Tuesday, April 28, 2009

Mohamed v. Jeppsen Dataplan (9th Cir. - April 28, 2009)

Sometimes you smile when the panel draw comes out.

This is a torture case. Err, I mean, "extraordinary rendition." Oops, I mean, "enhanced interrogation techniques." Whatever. It's a bunch of people who had their testicles zapped, were beaten, deprived of sleep, etc. Call it what you will; by any name, it's not an evening at the Ritz. Several of these people have been at Guantanamo, but this lawsuit's about what transpired at the U.S. "dark prisons" and/or at the hands of the foreign governments who we transferred these people to in order to do our dirty work.
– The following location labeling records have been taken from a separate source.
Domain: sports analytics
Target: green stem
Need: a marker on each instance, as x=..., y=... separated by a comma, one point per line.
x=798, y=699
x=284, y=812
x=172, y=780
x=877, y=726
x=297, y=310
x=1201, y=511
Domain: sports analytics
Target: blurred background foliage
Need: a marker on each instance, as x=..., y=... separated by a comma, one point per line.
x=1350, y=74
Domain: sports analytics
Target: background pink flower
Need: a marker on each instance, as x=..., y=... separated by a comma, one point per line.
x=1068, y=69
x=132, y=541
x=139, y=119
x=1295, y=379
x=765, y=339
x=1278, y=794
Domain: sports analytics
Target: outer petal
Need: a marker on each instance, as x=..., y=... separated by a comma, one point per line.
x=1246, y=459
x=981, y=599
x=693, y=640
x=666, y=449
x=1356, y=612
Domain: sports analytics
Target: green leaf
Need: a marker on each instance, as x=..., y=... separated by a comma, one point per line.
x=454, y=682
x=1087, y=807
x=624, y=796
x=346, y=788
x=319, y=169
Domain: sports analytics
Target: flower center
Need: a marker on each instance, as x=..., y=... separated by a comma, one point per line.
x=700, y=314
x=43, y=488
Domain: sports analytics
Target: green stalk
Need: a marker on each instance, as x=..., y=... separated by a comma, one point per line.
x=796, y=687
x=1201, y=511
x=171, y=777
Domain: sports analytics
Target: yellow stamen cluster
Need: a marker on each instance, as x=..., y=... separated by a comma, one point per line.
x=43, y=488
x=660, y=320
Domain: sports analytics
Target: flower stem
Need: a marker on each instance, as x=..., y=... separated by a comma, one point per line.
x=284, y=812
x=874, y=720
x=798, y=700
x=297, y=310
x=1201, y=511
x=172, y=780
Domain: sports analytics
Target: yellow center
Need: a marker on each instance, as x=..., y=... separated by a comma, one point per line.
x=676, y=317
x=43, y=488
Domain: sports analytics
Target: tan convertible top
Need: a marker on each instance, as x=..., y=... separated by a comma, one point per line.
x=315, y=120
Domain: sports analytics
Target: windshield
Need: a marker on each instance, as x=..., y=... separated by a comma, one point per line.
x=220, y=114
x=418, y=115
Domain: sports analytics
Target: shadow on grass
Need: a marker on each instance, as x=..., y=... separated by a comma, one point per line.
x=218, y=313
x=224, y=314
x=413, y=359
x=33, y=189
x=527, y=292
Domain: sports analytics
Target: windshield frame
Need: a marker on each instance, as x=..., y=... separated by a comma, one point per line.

Err, I mean, "the work the American people sadly don't have the stomach to perform personally in these desperate times." Like the whole "injure your privates" thing.

The district court dismisses the lawsuit, even though it's against a private party who allegedly helped with the program, when the U.S. comes in on a 12(b)(6) and seeks dismissal pursuant to the state secrets privilege. The ACLU represents the plaintiffs, Munger Tolles represents the defendants, and (as you might expect) there's lots of amici.

Who's the panel? Judges Schroeder, Canby and Hawkins. Two Carter appointees and a Clinton. Could you get a better panel if you were the plaintiffs? Of course you could. But could you get worse? Definitely. Much.

So the decision is unanimous. Reversed.